Niuchang Section, Weng’an
The main Sinian–Cambrian strata in the Weng’an area include phosphorite of the Doushantuo Formation, dolomite of the Dengying Formation, black shale of the Niutitang Formation, and mudstone and sandstone of the Mingxinsi Formation. The Niuchang section shows that the stratum could divided seven sub-layers accordding to their lithology and mineralization from top to bottom, namely during the Sinian-Cambrian transition period (Figure 2B).
Gray massive dolomite (∼1.2 m thick) of the Dengying Formation, locally containing dissolution pores.
Fe–Mn oxide claystone (0.2 m thick), has a characteristics of typical paleo-weathering crust. It is discontinuous lens shape generally and distributed on concave and convex surfaces of the underlying dolomite of Sinian.
A Gy P-bearing dolomite layer, with a relatively high P content (0.2 m thick). It is the same age with the phosphorite in Zhijin of Guizhou and Kunyang of western Yunnan.
Carbonaceous silty hydromica claystone intercalated with lenticular phosphorite, total thickness 0.25 m.
Carbonaceous shale deposits containing Ni, Mo, and V. The metal sulfides are worm-like, bamboo-leaf-like and colloidal-like, distributed in a matrix of carbonaceous mica and silty sand. The ore bed is layered, lamella-like and lenticular. The boundary between the mineralized layer and the carbonaceous shale is clearly defined. The ore bed is generally 0.30 m thick.
A carbonaceous shale layer (0.1 m) containing V. The lamination is well developed and the bedding surface is smooth with a relatively high degree of cementation.

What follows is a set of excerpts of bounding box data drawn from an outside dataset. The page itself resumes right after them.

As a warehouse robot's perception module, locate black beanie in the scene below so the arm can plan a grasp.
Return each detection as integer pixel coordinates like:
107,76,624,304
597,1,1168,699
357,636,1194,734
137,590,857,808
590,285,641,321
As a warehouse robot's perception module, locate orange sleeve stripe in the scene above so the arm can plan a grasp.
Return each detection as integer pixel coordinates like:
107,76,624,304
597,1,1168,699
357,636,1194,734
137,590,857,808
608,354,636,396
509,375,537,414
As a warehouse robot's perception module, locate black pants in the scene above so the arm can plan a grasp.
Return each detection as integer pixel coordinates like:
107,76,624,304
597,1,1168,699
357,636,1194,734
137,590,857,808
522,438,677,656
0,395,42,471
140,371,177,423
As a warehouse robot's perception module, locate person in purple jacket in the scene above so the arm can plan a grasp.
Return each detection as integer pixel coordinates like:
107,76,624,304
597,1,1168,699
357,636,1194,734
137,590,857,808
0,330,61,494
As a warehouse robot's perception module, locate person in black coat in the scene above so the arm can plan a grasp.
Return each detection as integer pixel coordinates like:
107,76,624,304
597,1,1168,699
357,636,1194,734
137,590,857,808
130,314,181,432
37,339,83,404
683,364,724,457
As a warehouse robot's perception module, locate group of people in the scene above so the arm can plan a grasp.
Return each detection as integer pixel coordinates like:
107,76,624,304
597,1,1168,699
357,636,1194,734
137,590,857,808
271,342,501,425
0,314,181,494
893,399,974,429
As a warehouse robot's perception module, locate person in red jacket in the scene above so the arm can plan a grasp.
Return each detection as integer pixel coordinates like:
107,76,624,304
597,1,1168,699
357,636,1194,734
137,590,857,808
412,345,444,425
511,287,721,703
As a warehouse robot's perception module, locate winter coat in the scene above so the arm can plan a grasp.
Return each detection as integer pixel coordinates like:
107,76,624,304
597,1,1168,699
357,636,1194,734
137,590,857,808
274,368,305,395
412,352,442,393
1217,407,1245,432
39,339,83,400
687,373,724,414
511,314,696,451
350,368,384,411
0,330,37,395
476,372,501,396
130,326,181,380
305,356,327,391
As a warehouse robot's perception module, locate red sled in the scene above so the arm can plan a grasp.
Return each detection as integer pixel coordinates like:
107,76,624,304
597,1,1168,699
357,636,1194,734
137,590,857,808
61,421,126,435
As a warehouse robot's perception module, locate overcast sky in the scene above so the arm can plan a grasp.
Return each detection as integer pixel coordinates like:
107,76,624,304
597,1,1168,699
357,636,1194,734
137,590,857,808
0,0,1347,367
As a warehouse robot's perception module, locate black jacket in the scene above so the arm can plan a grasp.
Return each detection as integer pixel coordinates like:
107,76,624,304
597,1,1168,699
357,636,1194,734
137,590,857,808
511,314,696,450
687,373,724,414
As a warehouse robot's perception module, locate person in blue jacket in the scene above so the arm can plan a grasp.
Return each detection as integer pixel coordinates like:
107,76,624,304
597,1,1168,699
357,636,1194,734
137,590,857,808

Carbonaceous hydromica claystone and silty claystone, total thickness >2 m.
Analytical Methods
PGE analyses were undertaken at the National Research Center for Geoanalysis (NRCG), Beijing, China. A digestion technique involving 100 ml Teflon beakers and stainless-steel pressure bomb was used (Qi et al., 2011). Powdered sample (2–3 g) was dissolved in HF + HNO3 in a 120 ml Teflon beaker to remove silicates and sulfides. The dried residue, with an appropriate amount of isotopic spike solution containing 101Ru, 193Ir, 105Pd, and 194Pt was digested with 5 ml HF + 15 ml HNO3 in a sealed beaker in the pressure bomb at 190°C for 48 h, and the resulting solution evaporated to dryness. HCl (5 ml) was added to remove residual HF and HNO3 during evaporation to dryness. The residue was dissolved in 40 ml 2 mol L−1 HCl and centrifuged. PGEs were preconcentrated from the supernate by coprecipitation with Te. The main interfering elements (Cu, Ni, Zr, and Hf) were removed by ion-exchange chromatography with Dowex 50 W X8 cation exchange resin and a P507 Levextrel resin. The eluate was analyzed by inductively coupled plasma–mass spectrometry (ELAN DRC-e), with detection limits ranging from 0.004 ppb for Ir to 0.014 ppb for Pt.
Results
PGE analysis results are listed in Table 1. The total PGE (ΣPGE) content of the polymetallic layer in the Weng’an area is in the range 538.87–989.59 ppb (average 773.18 ppb) with Os = 50.41–79.99 ppb; Ir = 1.82–3.09 ppb; Ru = 5.39–13.58 ppb; Rh = 1.56–6.19 ppb; Pt = 216.87–381 ppb; and Pd = 263–380.82 ppb. The ΣPGE of the polymetallic layer in the Nayong area is in the range 373.00–793.44 ppb (average 604.96 ppb) with Os = 21.07–51.87 ppb; Ir = 1.52–4.03 ppb; Ru = 1.93–6.66 ppb; Rh = 0.03–4.32 ppb; Pt = 142.67–370.28 ppb; and Pd = 205.76–356.95 ppb. The Rh content of sample Nayong xj4-11 is very low, possibly because Rh has no corresponding isotopic calibration and the analytical result is inaccurate.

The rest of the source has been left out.